3

I've already read the original paper about double DQN but I do not find a clear and practical explanation of how the target $y$ is computed, so here's how I interpreted the method (let's say I have 3 possible actions (1,2,3)):

  1. For each experience $e_{j}=(s_{j},a_{j},r_{j},s_{j+1})$ of the mini-batch (consider an experience where $a_{j}=2$) I compute the output through the main network in the state $s_{j+1}$, so I obtain 3 values.

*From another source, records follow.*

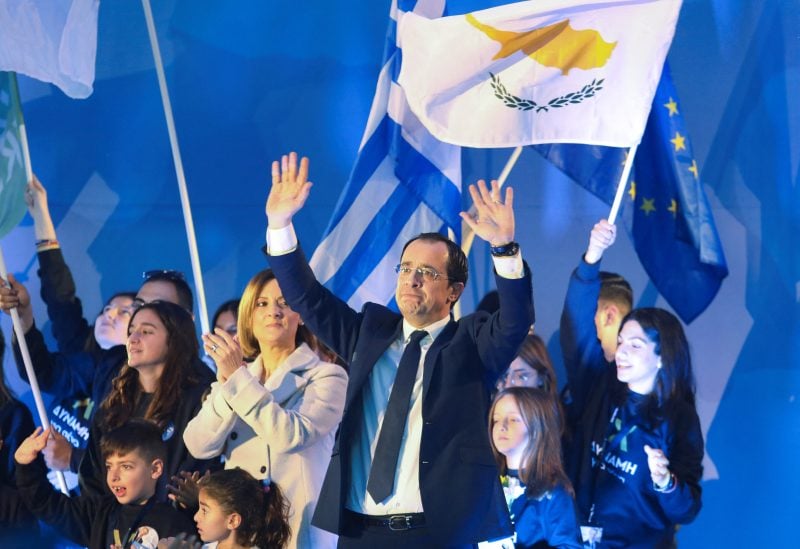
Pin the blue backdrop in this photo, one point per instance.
(252, 79)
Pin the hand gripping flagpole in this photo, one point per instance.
(26, 359)
(176, 157)
(23, 345)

  2. I look which of the three is the highest so: $a^*=arg\max_{a}Q(s_{j+1},a)$, let's say $a^*=1$

  3. I use the target network to compute the value in $a^*=1$ , so $Q_{target}(s_{j+1},1)$

  4. I use the value at point 3 to substitute the value in the target vector associeted with the known action $a_{j}=2$, so: $Q_{target}(s_{j+1},2)\leftarrow r_{j}+\gamma Q_{target}(s_{j+1},1)$, while $Q_{target}(s_{j+1},1)$ and $Q_{target}(s_{j+1},3)$, which complete the target vector $y$, remain the same.

Is there anything wrong?

nbro
  • 42,615
  • 12
  • 119
  • 217
unter_983
  • 331
  • 1
  • 7

1 Answers1

1

$$Y_{t}^{\text {DoubleDQN }} \equiv R_{t+1}+\gamma Q\left(S_{t+1}, \underset{a}{\operatorname{argmax}} Q\left(S_{t+1}, a ; \boldsymbol{\theta}_{t}\right), \boldsymbol{\theta}_{t}^{-}\right)$$

The only difference between the "original" DQN and this one is that you use your $Q_\text{est}$ with the next state to get your action (by choosing the action with the highest Q).

Afterward, you just figure out what the target $Q$ is given that action, by selecting the $Q$ belonging to that action from the target_network (instead of using the argmax a directly on the target Q network).

About the formula

  • $\theta_{t}^{-}$ above it means frozen weights, so it represents the target Q network.

  • the other $\theta_{t}$ represents the "learnable weights" so the estimate Q network.

nbro
  • 42,615
  • 12
  • 119
  • 217
hal9000
  • 439
  • 3
  • 9